Lors de la dernière grève ayant perturbé les succursales de la SAQ, en 2004-2005, le SEMB regroupait 3800 personnes. Il en compte aujourd’hui 5547. Comment s’explique cette hausse de 46 % ?

Contrairement à ce que l’on pourrait croire, le nombre de succursales n’a pas explosé. Il est demeuré stable, à plus ou moins 400.

Mais la SAQ justifie néanmoins la hausse du nombre d’employés syndiqués dans ses succursales par l’ouverture de quatre SAQ Dépôt comptant une trentaine d’employés chacune. Or, dès 2009, le nombre d’employés représentés par le SEMB avait franchi la barre des 5000, alors que les SAQ Dépôt en question ont ouvert… en 2013 et en 2015.
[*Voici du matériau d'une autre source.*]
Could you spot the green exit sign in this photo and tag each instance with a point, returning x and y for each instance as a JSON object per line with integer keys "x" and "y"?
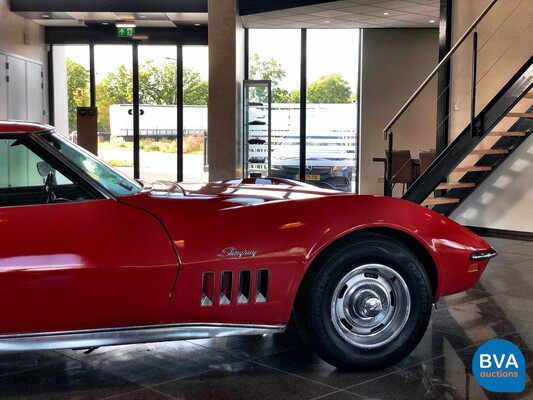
{"x": 125, "y": 32}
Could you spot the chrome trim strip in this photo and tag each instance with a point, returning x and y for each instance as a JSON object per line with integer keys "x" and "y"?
{"x": 129, "y": 335}
{"x": 483, "y": 255}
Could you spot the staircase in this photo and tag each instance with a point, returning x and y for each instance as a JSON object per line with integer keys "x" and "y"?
{"x": 480, "y": 148}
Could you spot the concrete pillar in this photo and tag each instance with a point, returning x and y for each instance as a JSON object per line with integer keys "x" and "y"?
{"x": 226, "y": 72}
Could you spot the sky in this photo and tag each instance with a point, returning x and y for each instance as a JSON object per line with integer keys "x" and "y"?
{"x": 329, "y": 51}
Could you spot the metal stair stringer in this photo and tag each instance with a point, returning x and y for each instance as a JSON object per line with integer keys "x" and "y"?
{"x": 501, "y": 105}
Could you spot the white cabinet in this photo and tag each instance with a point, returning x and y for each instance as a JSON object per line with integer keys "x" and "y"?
{"x": 21, "y": 89}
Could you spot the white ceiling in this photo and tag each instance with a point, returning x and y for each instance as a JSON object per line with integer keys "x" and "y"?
{"x": 147, "y": 19}
{"x": 351, "y": 14}
{"x": 335, "y": 14}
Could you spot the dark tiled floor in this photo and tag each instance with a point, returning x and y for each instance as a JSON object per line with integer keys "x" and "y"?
{"x": 281, "y": 367}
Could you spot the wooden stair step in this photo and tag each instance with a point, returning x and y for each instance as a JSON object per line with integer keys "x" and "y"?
{"x": 472, "y": 169}
{"x": 434, "y": 201}
{"x": 520, "y": 115}
{"x": 491, "y": 151}
{"x": 507, "y": 133}
{"x": 455, "y": 185}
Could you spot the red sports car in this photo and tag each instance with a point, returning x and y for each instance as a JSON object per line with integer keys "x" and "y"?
{"x": 91, "y": 258}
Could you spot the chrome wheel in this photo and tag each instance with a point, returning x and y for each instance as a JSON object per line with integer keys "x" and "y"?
{"x": 370, "y": 305}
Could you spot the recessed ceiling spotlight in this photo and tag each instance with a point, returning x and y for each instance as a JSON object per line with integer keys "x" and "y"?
{"x": 125, "y": 24}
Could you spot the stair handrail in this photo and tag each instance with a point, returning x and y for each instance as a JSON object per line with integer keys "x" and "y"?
{"x": 437, "y": 68}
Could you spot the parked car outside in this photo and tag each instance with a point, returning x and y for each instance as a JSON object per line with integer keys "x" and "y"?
{"x": 329, "y": 161}
{"x": 92, "y": 258}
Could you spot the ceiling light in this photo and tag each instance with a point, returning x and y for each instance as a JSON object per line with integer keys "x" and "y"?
{"x": 125, "y": 25}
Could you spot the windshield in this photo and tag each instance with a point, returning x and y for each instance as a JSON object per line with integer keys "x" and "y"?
{"x": 113, "y": 181}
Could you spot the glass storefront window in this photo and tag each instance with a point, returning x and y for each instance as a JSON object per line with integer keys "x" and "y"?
{"x": 72, "y": 62}
{"x": 280, "y": 65}
{"x": 195, "y": 92}
{"x": 331, "y": 125}
{"x": 114, "y": 99}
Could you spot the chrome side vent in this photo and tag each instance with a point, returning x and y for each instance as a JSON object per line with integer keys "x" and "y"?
{"x": 208, "y": 288}
{"x": 261, "y": 293}
{"x": 226, "y": 287}
{"x": 245, "y": 283}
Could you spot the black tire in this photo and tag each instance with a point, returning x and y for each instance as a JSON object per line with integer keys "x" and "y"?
{"x": 367, "y": 305}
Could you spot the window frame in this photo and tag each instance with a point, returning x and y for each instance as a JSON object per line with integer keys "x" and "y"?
{"x": 36, "y": 144}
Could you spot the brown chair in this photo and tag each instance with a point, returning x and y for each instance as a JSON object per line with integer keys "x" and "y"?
{"x": 402, "y": 168}
{"x": 426, "y": 158}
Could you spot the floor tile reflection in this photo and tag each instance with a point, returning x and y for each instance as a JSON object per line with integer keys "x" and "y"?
{"x": 282, "y": 367}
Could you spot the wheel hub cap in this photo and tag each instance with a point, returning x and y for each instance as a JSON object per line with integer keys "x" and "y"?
{"x": 370, "y": 305}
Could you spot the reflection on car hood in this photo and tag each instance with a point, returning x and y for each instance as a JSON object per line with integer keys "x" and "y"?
{"x": 255, "y": 190}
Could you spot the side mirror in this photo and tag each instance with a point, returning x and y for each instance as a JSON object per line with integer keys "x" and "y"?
{"x": 44, "y": 168}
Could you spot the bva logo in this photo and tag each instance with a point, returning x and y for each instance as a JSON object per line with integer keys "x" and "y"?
{"x": 499, "y": 366}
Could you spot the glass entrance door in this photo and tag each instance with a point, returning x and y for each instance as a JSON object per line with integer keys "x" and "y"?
{"x": 172, "y": 102}
{"x": 158, "y": 113}
{"x": 114, "y": 99}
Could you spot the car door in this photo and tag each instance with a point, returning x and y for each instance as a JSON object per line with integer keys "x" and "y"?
{"x": 80, "y": 262}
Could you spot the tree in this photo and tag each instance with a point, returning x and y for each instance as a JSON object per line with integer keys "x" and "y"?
{"x": 78, "y": 90}
{"x": 271, "y": 70}
{"x": 195, "y": 90}
{"x": 329, "y": 89}
{"x": 157, "y": 85}
{"x": 115, "y": 88}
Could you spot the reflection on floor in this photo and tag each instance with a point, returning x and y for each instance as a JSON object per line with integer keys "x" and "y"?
{"x": 280, "y": 367}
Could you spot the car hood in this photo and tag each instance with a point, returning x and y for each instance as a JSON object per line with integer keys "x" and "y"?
{"x": 240, "y": 191}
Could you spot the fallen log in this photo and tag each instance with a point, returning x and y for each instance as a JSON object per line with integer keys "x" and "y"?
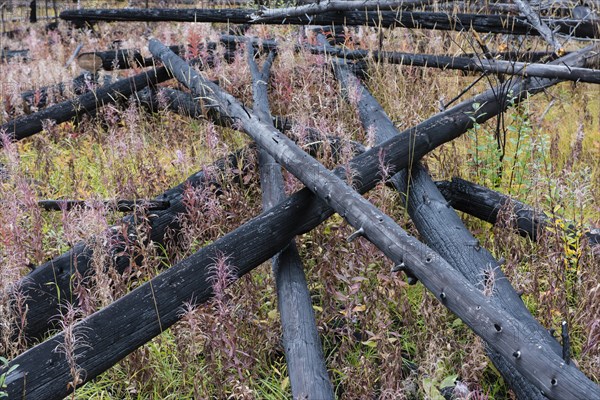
{"x": 301, "y": 342}
{"x": 8, "y": 55}
{"x": 151, "y": 308}
{"x": 26, "y": 126}
{"x": 493, "y": 324}
{"x": 486, "y": 204}
{"x": 444, "y": 232}
{"x": 39, "y": 98}
{"x": 443, "y": 127}
{"x": 117, "y": 205}
{"x": 373, "y": 116}
{"x": 540, "y": 26}
{"x": 42, "y": 300}
{"x": 526, "y": 56}
{"x": 384, "y": 19}
{"x": 321, "y": 7}
{"x": 132, "y": 58}
{"x": 470, "y": 64}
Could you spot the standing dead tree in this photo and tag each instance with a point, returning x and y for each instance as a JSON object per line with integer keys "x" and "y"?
{"x": 443, "y": 127}
{"x": 373, "y": 117}
{"x": 450, "y": 287}
{"x": 26, "y": 126}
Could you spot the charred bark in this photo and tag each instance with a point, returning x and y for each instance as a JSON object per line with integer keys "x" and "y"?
{"x": 498, "y": 328}
{"x": 7, "y": 55}
{"x": 486, "y": 204}
{"x": 384, "y": 19}
{"x": 117, "y": 205}
{"x": 132, "y": 58}
{"x": 26, "y": 126}
{"x": 301, "y": 342}
{"x": 471, "y": 64}
{"x": 39, "y": 98}
{"x": 372, "y": 116}
{"x": 147, "y": 311}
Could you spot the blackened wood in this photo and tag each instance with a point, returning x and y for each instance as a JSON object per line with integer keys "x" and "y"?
{"x": 373, "y": 117}
{"x": 441, "y": 228}
{"x": 385, "y": 19}
{"x": 6, "y": 55}
{"x": 503, "y": 332}
{"x": 32, "y": 12}
{"x": 470, "y": 64}
{"x": 132, "y": 58}
{"x": 23, "y": 127}
{"x": 184, "y": 103}
{"x": 486, "y": 204}
{"x": 39, "y": 98}
{"x": 42, "y": 300}
{"x": 527, "y": 56}
{"x": 302, "y": 346}
{"x": 118, "y": 205}
{"x": 136, "y": 318}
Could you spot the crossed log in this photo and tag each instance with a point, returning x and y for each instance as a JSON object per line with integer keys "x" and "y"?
{"x": 385, "y": 19}
{"x": 153, "y": 307}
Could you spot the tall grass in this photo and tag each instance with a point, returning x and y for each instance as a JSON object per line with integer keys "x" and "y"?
{"x": 382, "y": 338}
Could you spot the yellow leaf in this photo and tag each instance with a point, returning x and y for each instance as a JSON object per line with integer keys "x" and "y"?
{"x": 370, "y": 343}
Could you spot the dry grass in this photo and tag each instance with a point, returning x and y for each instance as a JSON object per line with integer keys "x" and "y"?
{"x": 382, "y": 338}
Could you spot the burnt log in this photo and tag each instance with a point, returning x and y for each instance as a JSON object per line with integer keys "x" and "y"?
{"x": 441, "y": 128}
{"x": 373, "y": 116}
{"x": 542, "y": 367}
{"x": 441, "y": 228}
{"x": 385, "y": 19}
{"x": 523, "y": 56}
{"x": 147, "y": 311}
{"x": 26, "y": 126}
{"x": 39, "y": 98}
{"x": 302, "y": 346}
{"x": 470, "y": 64}
{"x": 42, "y": 300}
{"x": 7, "y": 55}
{"x": 132, "y": 58}
{"x": 117, "y": 205}
{"x": 486, "y": 204}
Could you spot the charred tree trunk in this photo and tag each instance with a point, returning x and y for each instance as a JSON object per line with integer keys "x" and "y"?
{"x": 33, "y": 12}
{"x": 134, "y": 319}
{"x": 23, "y": 127}
{"x": 373, "y": 116}
{"x": 7, "y": 55}
{"x": 384, "y": 19}
{"x": 471, "y": 64}
{"x": 442, "y": 229}
{"x": 486, "y": 204}
{"x": 39, "y": 98}
{"x": 130, "y": 58}
{"x": 301, "y": 342}
{"x": 118, "y": 205}
{"x": 497, "y": 327}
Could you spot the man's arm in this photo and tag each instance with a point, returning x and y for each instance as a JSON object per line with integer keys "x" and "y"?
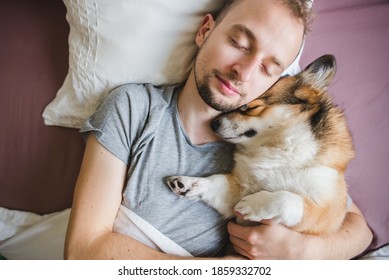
{"x": 97, "y": 198}
{"x": 274, "y": 241}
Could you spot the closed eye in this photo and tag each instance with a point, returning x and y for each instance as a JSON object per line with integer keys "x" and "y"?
{"x": 236, "y": 45}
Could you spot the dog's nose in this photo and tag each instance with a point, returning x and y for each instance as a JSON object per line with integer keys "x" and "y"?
{"x": 215, "y": 125}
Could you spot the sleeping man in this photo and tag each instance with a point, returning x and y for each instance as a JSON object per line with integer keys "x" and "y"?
{"x": 141, "y": 134}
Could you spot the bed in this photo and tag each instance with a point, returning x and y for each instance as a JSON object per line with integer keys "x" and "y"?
{"x": 50, "y": 58}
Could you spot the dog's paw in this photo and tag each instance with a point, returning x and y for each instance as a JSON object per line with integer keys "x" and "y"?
{"x": 185, "y": 186}
{"x": 283, "y": 207}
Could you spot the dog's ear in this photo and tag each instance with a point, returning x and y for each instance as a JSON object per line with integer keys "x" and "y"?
{"x": 320, "y": 72}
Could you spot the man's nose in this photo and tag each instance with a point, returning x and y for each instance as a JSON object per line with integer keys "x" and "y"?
{"x": 245, "y": 69}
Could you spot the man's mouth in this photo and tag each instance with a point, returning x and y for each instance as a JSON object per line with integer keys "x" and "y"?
{"x": 227, "y": 87}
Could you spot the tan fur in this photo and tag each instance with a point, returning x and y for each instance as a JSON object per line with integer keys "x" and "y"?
{"x": 292, "y": 150}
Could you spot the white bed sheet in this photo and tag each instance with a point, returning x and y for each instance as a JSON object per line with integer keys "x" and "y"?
{"x": 28, "y": 236}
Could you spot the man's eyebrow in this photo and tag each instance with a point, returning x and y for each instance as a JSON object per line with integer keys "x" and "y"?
{"x": 245, "y": 30}
{"x": 242, "y": 28}
{"x": 277, "y": 62}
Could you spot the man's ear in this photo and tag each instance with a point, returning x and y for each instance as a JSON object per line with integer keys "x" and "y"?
{"x": 205, "y": 29}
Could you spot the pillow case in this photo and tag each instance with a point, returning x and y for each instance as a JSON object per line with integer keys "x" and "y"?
{"x": 125, "y": 41}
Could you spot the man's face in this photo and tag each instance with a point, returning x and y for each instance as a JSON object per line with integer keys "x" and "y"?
{"x": 243, "y": 55}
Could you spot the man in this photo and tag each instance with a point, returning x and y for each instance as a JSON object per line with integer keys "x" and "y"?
{"x": 142, "y": 134}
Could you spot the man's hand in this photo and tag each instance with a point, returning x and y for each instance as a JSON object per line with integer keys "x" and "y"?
{"x": 267, "y": 240}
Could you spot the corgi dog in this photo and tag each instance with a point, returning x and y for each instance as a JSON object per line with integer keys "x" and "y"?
{"x": 292, "y": 148}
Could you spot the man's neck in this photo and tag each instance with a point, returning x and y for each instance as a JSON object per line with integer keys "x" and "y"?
{"x": 195, "y": 114}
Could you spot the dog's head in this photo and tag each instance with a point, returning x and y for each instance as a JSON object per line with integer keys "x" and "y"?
{"x": 293, "y": 99}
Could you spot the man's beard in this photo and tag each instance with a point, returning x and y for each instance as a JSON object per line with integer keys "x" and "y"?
{"x": 207, "y": 95}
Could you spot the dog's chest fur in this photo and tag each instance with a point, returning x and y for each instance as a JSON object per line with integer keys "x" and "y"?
{"x": 275, "y": 164}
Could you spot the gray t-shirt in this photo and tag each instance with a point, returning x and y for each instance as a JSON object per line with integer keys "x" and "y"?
{"x": 140, "y": 125}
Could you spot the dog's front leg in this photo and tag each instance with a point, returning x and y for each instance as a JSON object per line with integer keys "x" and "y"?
{"x": 218, "y": 191}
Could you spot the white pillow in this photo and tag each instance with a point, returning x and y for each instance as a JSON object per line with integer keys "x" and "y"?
{"x": 124, "y": 41}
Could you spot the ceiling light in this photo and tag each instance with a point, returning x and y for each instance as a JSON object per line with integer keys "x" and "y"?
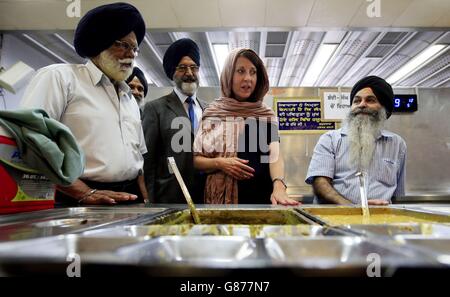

La SAQ évoque également l’élargissement des heures d’ouverture en donnant l’exemple des « SAQ 20 heures », un concept lancé en 2015. Elle n’a pas été en mesure de nous fournir de statistiques à ce sujet, par exemple le nombre d’heures d’ouverture de plus dans une semaine.

De son côté, le SEMB explique que le nombre d’employés a bondi en raison de la plus grande présence de temporaires. D’ailleurs, affirme le syndicat, il est « presque impossible d’obtenir un poste à temps complet » depuis l’an 2000.

Or, le ratio d’employés temporaires (environ 70 %) n’a à peu près pas bougé depuis au moins 1985. Mais la façon de le calculer a changé, explique le SEMB. De plus, un certain nombre de postes à temps plein ont été créés au fil des ans, de sorte que le ratio se maintient malgré l’embauche d’employés temporaires, note la présidente du syndicat, Katia Lelièvre.

Autre facteur qu’elle évoque : l’importante augmentation du travail la fin de semaine. « On ne peut pas être à deux places en même temps ! »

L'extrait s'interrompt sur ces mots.